All He Wanted Was to Make Something Beautiful: An OscarÂ®-Nominated Film You Should Know AboutCraig Yoshihara
Hayao Miyazaki’s latest animated film, The Wind Rises, is likely to be considered a masterpiece. Having been nominated for an Academy Award® for Best Animated Feature, it’s the third Studio Ghibli film to be so honored. The other two, Spirited Away and Howl’s Moving Castle, are among the creator’s best, with Spirited Away actually winning the award. But unlike the other movies, The Wind Rises has arrived on our shores with some controversy.
The Wind Rises is loosely based on the life of Jiro Horikoshi, the lead designer of perhaps one of the most recognizable planes in all of history — the Mitsubishi A6M Zero. That has been the reason for most of the controversy surounding the film. Even in Japan, some have questioned Miyazaki’s choice to center the story on a man who made war planes for a living. And even though the plane in the film is only a precursor to the famous “Zero,” it still brings up memories of a very violent time in Japanese history. (Incidentally, this film has a PG-13 rating, so it’s not geared toward children.)
The tension might also be heightened by recent talk in Japan about increasing the strength and capability of their military forces. Miyazaki is a well-known pacifist and environmentalist. His films often reflect humanity’s mistakes in treating the Earth and one another poorly in our quest for power and wealth. His heroes are often self-sacrificing, looking to help others first.
Being Japanese-American, anticipating this film is even more loaded for me. I have to admit to having met every reference to Pearl Harbor throughout my life with dread, and this movie will be no different. I dread December 7th and hearing those famous words repeated annually, “a day that will live in infamy.” I keep hoping one year they won’t say it. For those of us American citizens of Japanese ancestry, it has been exactly that. It certainly is a day we cannot forget. We are forced, on some level, to relive that one awful moment again and again, along with the horror and tragedy of that day. But we also live with the devastation committed when the United States dropped not one but two nuclear bombs on Hiroshima and Nagasaki and furthermore, with the shame that our own government placed more than 110,000 of its own citizens in internment camps, forcing them to evacuate their homes and lose their property for having the same features we do. My parents and grandparents spent time in those camps, behind barbed wire out in the middle of nowhere.

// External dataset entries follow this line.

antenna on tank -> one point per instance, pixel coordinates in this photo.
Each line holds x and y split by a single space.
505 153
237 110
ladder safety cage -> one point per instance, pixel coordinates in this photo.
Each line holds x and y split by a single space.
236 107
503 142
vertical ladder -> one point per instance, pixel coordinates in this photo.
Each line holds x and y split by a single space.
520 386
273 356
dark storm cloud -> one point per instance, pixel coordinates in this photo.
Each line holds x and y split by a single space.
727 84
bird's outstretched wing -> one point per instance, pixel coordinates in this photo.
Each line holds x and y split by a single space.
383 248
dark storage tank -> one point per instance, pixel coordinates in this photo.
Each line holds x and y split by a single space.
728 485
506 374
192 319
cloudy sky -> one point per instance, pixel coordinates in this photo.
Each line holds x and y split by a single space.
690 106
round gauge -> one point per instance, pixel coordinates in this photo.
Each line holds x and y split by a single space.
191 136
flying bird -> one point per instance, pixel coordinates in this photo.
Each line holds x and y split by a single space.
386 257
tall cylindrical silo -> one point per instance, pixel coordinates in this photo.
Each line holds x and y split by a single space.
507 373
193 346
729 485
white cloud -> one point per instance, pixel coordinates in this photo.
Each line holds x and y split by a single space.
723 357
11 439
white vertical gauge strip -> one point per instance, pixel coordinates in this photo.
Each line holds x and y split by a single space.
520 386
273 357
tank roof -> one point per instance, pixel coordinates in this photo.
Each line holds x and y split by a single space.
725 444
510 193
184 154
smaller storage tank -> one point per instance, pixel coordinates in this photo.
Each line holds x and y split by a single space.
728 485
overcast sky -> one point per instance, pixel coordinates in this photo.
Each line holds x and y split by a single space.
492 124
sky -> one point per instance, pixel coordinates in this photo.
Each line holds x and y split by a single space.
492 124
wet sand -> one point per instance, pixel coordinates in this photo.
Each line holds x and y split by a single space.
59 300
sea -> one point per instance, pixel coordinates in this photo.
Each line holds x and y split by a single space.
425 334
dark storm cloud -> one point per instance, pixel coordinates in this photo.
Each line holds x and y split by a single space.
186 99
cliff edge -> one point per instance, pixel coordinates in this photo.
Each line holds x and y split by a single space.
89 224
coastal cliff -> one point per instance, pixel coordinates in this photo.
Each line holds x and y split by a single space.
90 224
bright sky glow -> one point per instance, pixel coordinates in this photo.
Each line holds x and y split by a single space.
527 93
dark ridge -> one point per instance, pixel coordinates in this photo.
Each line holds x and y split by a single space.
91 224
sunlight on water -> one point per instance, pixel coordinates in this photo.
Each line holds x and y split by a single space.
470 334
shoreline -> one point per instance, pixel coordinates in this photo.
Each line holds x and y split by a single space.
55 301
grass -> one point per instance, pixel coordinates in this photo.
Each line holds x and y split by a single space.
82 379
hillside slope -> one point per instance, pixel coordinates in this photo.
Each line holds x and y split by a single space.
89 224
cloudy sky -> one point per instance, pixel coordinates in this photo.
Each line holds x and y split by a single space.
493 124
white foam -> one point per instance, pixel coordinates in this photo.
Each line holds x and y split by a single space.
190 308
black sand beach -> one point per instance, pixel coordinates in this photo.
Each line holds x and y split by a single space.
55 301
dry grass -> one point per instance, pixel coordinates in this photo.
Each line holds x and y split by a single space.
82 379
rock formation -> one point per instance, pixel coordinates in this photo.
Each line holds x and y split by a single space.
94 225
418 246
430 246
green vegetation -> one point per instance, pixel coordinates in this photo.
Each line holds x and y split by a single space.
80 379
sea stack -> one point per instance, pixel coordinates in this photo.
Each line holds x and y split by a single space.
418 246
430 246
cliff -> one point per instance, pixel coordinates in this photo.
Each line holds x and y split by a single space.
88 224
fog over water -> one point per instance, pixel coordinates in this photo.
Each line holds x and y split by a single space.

Although it’s been years since I heard the words, I grew up having people call me names. The ignorant and racist slurs are painfully seared into my memory, but every December 7th, I also worry about whether my daughter will ever hear these words aimed at her. In some ways, we can look at the racial tensions in this country and say, without a doubt, things are easier for this generation of kids. On the other hand, I still see so many acts of violence and hatred, even in America, that when December 7th rolls around, there’s still a nagging fear that the pendulum will swing back, latent racism toward Japanese-Americans could rear its ugly head, and my daughter’s generation could become targets of it. So far, she has enjoyed a life rather carefree from these kinds of concerns.
When I watch The Wind Rises, it will be with all of this awareness in mind. The movie for me will be about the complexity of life. It will be about this great love Jiro has for Naoko and the great love he has for flying. It will be about the tragedy of Naoko’s illness and the irony and tragedy that Jiro’s dreams of flying are only realized in making planes for military use. The quote that Hayao Miyazaki says inspired him to create the film is also one that haunts me. “All I wanted was to make something beautiful.“ How much pain and loss and regret and hope is wound up in that simple quote? Like life, I expect that this movie will be complex, multi-layered, and textured with conflicting emotions and perspectives, but that is the richness that is part of living in the world today. It is also what makes Miyazaki’s movies so beautiful.